While looking for things I may be able to do by myself for my OCPD in addition to the professional psychotherapy I receive, I've encountered a book entitled Integral Life Practice by Ken Wilber and his three colleagues, which in turn has lead me to a mind-boggling theory called Integral Theory by Ken Wilber himself, on which it's based.

This practice, which is also called Integral Life Practice, is one of the tens of applications of Integral Theory.

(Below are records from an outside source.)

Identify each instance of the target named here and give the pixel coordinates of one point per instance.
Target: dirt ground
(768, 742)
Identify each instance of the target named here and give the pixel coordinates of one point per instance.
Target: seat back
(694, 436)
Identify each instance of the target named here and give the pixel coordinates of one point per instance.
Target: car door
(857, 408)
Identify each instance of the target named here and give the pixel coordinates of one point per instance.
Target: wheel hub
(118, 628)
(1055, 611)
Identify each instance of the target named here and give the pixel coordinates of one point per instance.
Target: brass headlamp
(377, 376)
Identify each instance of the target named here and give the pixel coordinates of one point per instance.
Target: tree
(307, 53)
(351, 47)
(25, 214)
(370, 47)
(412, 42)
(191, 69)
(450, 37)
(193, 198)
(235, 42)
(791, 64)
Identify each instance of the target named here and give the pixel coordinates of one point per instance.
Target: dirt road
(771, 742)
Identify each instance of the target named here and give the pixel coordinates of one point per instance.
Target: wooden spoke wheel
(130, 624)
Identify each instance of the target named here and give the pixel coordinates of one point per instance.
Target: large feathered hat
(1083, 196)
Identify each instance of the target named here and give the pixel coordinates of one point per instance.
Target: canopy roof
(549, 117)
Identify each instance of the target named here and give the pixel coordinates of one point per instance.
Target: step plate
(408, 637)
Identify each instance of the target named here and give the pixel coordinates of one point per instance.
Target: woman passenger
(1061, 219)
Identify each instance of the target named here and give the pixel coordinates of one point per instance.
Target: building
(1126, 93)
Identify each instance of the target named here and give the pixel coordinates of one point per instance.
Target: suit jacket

It proposes to integrate body, emotion, mind, and spirit into life or to strive for physical health, emotional balance, mental clarity, and spiritual awakening in all of what Integral Theory calls "quadrants", or perspectives or dimensions of reality, which can be summarized schematically as follows:

  • Individual/interior = subjective ("I") - intentional
  • Individual/exterior = objective ("It") - behavioral
  • Collective/interior = intersubjective ("We") - cultural
  • Collective/exterior = interobjective ("Its") - social

Integral Life Practice proposes to work on these "quadrants" in the following modules:

  • Core modules
    • Shadow (= repressed, primary, authentic emotion)
    • Mind
    • Body
    • Spirit
  • Additional modules
    • Ethics
    • Sex
    • Work
    • Emotion
    • Relationships

And it practices both "vertically" and "horizontally". "Vertical" practice works on the "depth" in each module in each quadrant, while "horizontal" practice covers the "breath" of the modules and quadrants to work on.

Since I've encountered this practical application of Integral Theory, I can't help being exited. Unfortunately, the above short schematic summary of mine can barely scratch the surface of the depth and breath of Integral Life Practice. Like many other practices it's rather difficult to learn only from a book what one is supposed to do. So I've decided to enroll in an online audiovisual course called Integral Life Practice Starter Kit. Integral Life Practice seems far more fundamental than psychotherapy, and I can also continue it after I'm forced to stop receiving professional psychotherapy mainly for financial reasons in a couple of months.

What I live best in this practice is "shadow work" in the shadow module as the prerequisite for working on the other core and additional modules. Simpl(isticall)y speaking, it's to bring the repressed emotion from the past, especially from childhood, from the unconscious to consciousness and liberate oneself from its shackles in the present. I'll also continue my "shadow work" using other books I've found. It will affect me not only in my treatment of OCPD but in my life in general.

In order to better understand Integral Life Practice and implement it into my life I've also decided to read some of the books by Ken Wilber himself, including A Brief History of Everything, A Theory of Everything, Integral Psychology, Integral Spirituality, and Integral Meditation.